Performance improvements are of course a matter of degree. How far to go before it is improved "enough" is hard to say. However, we can reduce run time by about 25% by functionalizing your code and cleaning up the subsetting logic. Starting with your code:
#added a timer
start.time <- Sys.time()
for (i in 1:length(ean)){
ean1 <- ean[i]
# get all basket_nr that contain the ean in question
basket_nr <- df_red[df_red$ean == ean1, ]$basket_nr
# get products that were together in the same basket with the ean in question
boo <- (df_red$ean != ean1) & (df_red$basket_nr %in% basket_nr)
prod <- df_red[boo, ]
# get top most frequent
top12 <- prod %>%
group_by(ean) %>%
summarise(n = n()) %>%
arrange(desc(n)) %>%
filter(row_number() %in% 1:12)
# skip products that weren't together in a basket with at least 12 different other products
if(nrow(top12) == 12) out[[i]] <- data_frame(ean = ean1, recom = top12$ean, freq = top12$n)
if(i %% 100 == 0) print(paste0(round(i/length(ean)*100, 2), '% is complete'))
}
Sys.time() - start.time
This takes between 30-34 seconds on my machine. However we can rewrite it as a function like so:
my.top12.func <- function(id, df_red) {
#improved subsetting logic - using which is faster and we can remove some code by
#removing the ean that is being iterated in the filter step below
prod <- df_red[df_red$basket_nr %in% df_red$basket_nr[which(df_red$ean == id)], ]
# set cutoff from 12 to 13 since the specific ean will always be one of the top 12
top12 <- prod %>%
group_by(ean) %>%
summarise(n = n()) %>%
arrange(desc(n)) %>%
filter(row_number() %in% 1:13 & ean != id) #additional filter required
# skip products that weren't together in a basket with at least 12 different other products
if(nrow(top12) == 12) return(data_frame(ean = id, recom = top12$ean, freq = top12$n))
}
Now we can test the speed and accuracy of this approach by doing:
start.time <- Sys.time()
my.out <- lapply(ean, my.top12.func, df_red = df_red)
Sys.time() - start.time
#test for equality
all.equal(out, my.out)
Which is about 24-26 seconds for a 25%+ improvement.
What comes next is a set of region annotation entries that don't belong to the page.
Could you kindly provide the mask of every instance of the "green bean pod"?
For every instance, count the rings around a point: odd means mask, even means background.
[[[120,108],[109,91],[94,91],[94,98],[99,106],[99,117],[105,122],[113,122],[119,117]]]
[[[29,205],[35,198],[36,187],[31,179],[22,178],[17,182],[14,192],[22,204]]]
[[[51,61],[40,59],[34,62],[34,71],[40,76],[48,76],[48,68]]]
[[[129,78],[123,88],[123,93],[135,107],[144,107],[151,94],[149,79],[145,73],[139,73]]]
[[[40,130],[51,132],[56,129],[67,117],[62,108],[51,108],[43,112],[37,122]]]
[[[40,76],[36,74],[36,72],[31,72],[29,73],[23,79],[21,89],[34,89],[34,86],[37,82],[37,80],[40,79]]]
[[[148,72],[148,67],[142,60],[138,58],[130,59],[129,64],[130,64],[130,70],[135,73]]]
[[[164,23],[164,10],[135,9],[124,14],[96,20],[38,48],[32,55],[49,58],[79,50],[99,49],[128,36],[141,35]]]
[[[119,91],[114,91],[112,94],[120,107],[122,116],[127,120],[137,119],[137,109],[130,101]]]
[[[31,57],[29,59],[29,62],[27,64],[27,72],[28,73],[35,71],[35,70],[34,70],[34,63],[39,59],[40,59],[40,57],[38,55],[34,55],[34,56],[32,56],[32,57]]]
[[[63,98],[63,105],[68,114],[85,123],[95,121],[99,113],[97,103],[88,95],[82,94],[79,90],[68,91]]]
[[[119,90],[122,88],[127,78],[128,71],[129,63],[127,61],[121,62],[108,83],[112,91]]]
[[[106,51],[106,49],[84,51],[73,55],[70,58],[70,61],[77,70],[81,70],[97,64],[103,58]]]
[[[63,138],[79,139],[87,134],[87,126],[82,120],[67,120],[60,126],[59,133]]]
Playing around with data.table I have the output produced in under 7 seconds (which I guess is about 80% improvement):
library(data.table)
setDT(df_red)
all_eans <- df_red[, unique(ean)]
k <- lapply(all_eans, function(x) {
df_red[basket_nr %in% df_red[ean == x, unique(basket_nr)],
.N,
by = ean][order(-N)][2:13]
}
)
names(k) <- all_eans
k <- k[sapply(k, nrow) == 12]

I would consider not using a loop.
df_red$k <- 1
df_s <- left_join(df_red, df_red, by = "k") %>%
filter(ean.x != ean.y & basket_nr.x == basket_nr.y) %>%
group_by(ean.x) %>%
summarise(n = n()) %>%
arrange(desc(n)) %>%
filter(row_number() %in% 1:13)
df_s.ct <- df_s %>% filter(row_number() == 12)
df_s.fin <- df_s[df_s$ean.x %in% df_s.ct$ean.x, ]
The rate limiting step in this is the left_join which merges the dataset to itself, creating an exponentially larger dataset (so if you have 50,000 points, then you will end up creating a new dataset that is 2.5B points). It now indicates that the best way to store and manipulate the data is using data.table, which will increase the speed of this procedure, especially when combined with dplyr.

Related

Is there a way to isolate multiple index points in a dataset and isolate a time window around that index point in R?

I have a dataset with patients who were under observation for 72 hours. Patient's oxygen levels were measured every 4 seconds but some observations had to be removed due to issues with accuracy of the data. As a result, patients have a varying number of observations.
While patients were observed, they underwent various interventions. The objective of my analysis is to assess whether interventions affected the patient's oxygen levels or not. Therefore, I am doing a comparison of the oxygen levels pre-intervention, during intervention and post-intervention.
While the actual analysis isn't too difficult, I am having a hard time subsetting the data. For example, I only want observations 300 seconds prior to the start of an intervention and 300 seconds post intervention. I have to take into account the fact that an individual may have multiple interventions over the course of the time window and there are multiple subjects.
I have provided some sample code below to generate a dataset but please let me know if I'm missing anything.
id <- rep(c(1,2,3), each = 1000)
intervention <- c(rep(0,200), rep(1,10), rep(0,153), rep(0,5), rep(0,284), rep(0,20), rep(0,159), rep(0,23), rep(0,146),
rep(0,123), rep(1,23), rep(0,356), rep(1,8), rep(0,234), rep(1,23), rep(0,233),
rep(0,345), rep(1,12), rep(0,48), rep(1,15), rep(0,74), rep(1,4), rep(0,233), rep(1,82), rep(0,187))
final <- data.frame(id, intervention)
final <- final %>%
group_by(id) %>%
mutate(time = row_number() * 4)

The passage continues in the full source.